Arguing on behalf of the plaintiff, New Haven civil rights attorney John Williams wrote in the complaint that Sergentakis was subjected to “needless and meritless criminal and civil litigation, was needlessly required to expend substantial sums of money for legal representation, and suffered severe emotional distress,” all because of Ditria’s actions.
“It was an admitted abuse of power,” Williams told the Independent in a Monday afternoon phone interview. Ditria “confessed to what he did. He was disciplined. There’s really no dispute as to the wrongdoing.” This new case is about asking the court to determine what is “fair and reasonable compensation” for the alleged harm inflicted by Ditria’s actions.
Asked for a response, a Town of Seymour representative told the Independent that the town does not comment on ongoing litigation.
The case points back to a September 2018, when Sergentakis and his then-wife were in the midst of getting divorced.
According to this New Haven Register article from September 2019, Sergentakis’s then-wife reached out to Ditria, whom she knew, for advice in how to deal with alleged threats and domestic violence coming from her then-husband.
The article and Sergentakis’s recent complaint both state that Ditria responded to the call for help by conducting a search of the National Crime Information Center Connecticut On-Line Law Enforcement Communications Teleprocessing (NCIC/COLLECT) database for information about Sergentakis.
The Seymour detective then shared the information that he had gathered from the database with Sergentakis’s then-wife.
“At the time he conducted these actions, the defendant knew that his conduct was prohibited by law and that in doing so he was subjecting himself to termination of his right to access the said database and to criminal and/or administrative investigation, arrest, and/or prosecution and conviction.”
The Register article states that an Internal Affairs investigation by Seymour’s police department found that Ditria had indeed improperly searched the database and shared details with Sergentakis’s wife.

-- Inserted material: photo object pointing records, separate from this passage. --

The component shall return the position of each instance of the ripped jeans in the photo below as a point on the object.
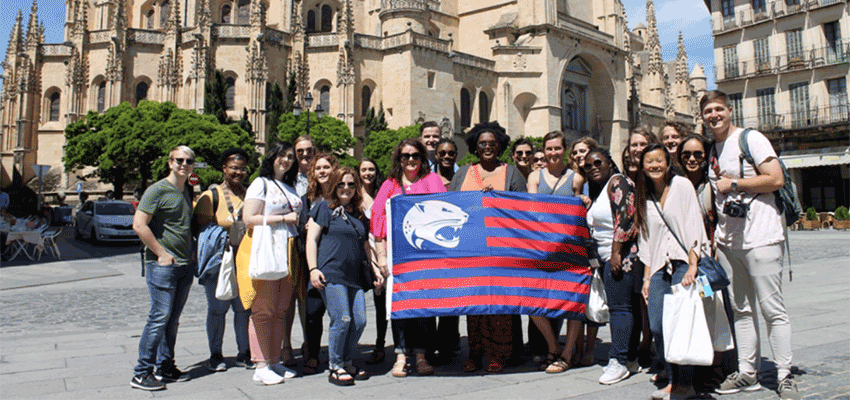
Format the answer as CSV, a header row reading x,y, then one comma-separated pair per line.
x,y
347,308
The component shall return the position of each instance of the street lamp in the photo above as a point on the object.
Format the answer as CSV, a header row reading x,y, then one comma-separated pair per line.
x,y
308,101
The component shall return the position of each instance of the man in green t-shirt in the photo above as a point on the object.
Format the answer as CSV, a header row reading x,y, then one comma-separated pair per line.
x,y
163,223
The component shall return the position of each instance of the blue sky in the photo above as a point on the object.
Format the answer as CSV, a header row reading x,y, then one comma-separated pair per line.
x,y
689,16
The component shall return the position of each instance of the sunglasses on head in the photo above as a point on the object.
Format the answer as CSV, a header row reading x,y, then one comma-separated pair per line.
x,y
596,163
697,154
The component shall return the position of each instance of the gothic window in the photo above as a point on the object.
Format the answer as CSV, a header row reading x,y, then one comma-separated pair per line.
x,y
574,92
799,95
465,106
141,92
229,93
766,108
483,107
311,21
164,11
365,99
54,106
325,99
243,12
225,14
101,96
327,18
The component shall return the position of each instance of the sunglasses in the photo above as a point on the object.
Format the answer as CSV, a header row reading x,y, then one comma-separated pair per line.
x,y
697,154
596,163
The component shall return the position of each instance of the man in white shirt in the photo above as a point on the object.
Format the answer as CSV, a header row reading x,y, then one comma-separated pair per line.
x,y
749,236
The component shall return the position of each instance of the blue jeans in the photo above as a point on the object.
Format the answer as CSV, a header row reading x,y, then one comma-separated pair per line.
x,y
169,288
347,309
659,285
623,304
216,318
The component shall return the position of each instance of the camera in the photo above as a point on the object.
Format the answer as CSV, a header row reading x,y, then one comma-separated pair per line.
x,y
736,208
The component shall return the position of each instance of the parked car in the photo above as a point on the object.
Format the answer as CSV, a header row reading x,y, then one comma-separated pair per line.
x,y
105,220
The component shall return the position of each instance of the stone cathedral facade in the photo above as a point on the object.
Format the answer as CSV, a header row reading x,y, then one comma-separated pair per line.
x,y
533,65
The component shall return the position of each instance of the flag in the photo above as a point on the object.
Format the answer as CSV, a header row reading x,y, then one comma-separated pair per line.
x,y
474,253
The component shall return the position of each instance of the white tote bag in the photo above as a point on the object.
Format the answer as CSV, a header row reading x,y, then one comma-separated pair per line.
x,y
226,289
686,337
597,303
264,266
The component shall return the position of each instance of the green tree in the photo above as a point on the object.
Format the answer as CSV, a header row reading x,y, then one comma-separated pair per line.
x,y
330,134
273,113
380,145
215,98
127,144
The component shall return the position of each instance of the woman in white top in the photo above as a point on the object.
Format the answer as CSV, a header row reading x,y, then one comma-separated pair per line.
x,y
272,197
667,263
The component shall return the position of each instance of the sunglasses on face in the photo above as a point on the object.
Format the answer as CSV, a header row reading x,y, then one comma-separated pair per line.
x,y
697,154
488,143
596,163
187,161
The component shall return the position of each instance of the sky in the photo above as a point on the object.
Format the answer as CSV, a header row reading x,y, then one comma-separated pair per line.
x,y
689,16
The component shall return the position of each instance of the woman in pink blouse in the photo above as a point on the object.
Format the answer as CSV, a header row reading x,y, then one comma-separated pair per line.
x,y
409,175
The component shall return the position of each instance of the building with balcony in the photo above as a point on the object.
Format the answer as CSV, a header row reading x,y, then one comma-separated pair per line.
x,y
785,65
533,65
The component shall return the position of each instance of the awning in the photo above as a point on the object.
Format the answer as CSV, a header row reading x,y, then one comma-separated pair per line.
x,y
816,157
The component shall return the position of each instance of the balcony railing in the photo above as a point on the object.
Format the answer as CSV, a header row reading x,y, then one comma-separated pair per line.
x,y
798,119
837,53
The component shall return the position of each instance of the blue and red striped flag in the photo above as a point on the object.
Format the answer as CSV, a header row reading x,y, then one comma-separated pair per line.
x,y
472,253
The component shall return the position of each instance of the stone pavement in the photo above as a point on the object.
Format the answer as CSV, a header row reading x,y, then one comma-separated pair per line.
x,y
70,330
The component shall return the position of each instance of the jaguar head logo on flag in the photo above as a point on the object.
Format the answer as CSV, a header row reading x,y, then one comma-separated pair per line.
x,y
434,221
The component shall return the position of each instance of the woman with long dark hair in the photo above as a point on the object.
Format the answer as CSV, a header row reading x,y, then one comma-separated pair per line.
x,y
409,175
666,206
272,198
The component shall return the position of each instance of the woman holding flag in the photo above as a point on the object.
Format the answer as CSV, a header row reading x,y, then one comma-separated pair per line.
x,y
409,175
488,334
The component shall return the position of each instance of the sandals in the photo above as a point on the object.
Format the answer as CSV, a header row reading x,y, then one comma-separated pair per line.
x,y
337,377
287,358
400,369
357,373
376,357
495,366
557,366
423,368
470,366
311,366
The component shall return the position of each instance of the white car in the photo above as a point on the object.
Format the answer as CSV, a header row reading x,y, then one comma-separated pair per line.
x,y
105,220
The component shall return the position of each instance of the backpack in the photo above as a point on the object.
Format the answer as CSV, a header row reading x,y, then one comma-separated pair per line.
x,y
786,196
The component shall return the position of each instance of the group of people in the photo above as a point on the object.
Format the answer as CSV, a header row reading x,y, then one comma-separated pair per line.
x,y
329,224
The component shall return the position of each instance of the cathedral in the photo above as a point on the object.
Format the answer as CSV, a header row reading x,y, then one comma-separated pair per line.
x,y
533,65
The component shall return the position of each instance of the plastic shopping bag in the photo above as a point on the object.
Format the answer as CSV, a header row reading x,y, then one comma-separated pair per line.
x,y
264,266
687,340
226,288
597,303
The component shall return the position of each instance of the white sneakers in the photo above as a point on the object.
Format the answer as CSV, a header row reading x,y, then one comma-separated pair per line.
x,y
614,372
266,376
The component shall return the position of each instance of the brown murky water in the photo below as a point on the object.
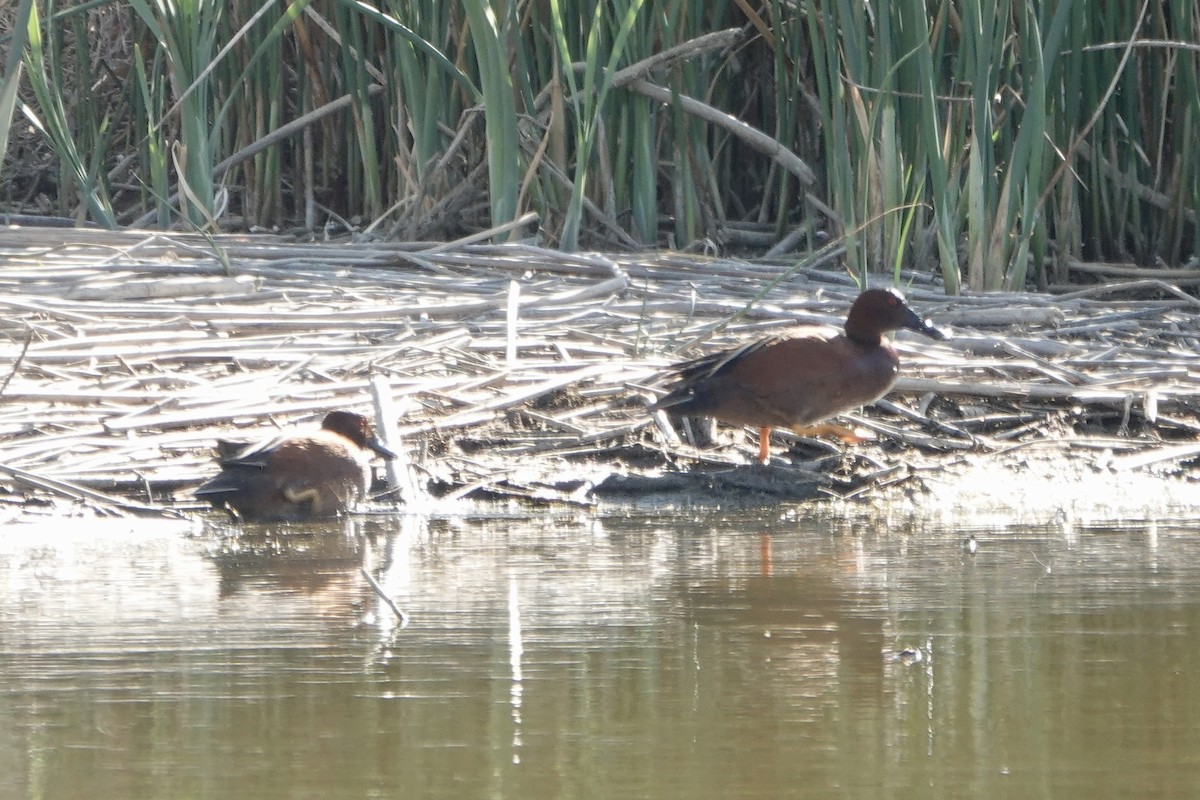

The department suspended the detective for eight days without pay for his actions.
Now, according to this new suit, Williams and Sergentakis are seeking monetary damages for the alleged harm caused by Ditria two years ago.
Williams wrote that Ditria’s actions represent an “invasion of privacy,” “intentional infliction of emotional distress,” and “negligent infliction of emotional distress.” He wrote that Ditria violated Sergentakis’s constitutional right to privacy.
According to state judicial records, Sergentakis’s divorce proceedings with his now ex-wife began in November 2017. The latest court filing in the case dates to March 2020.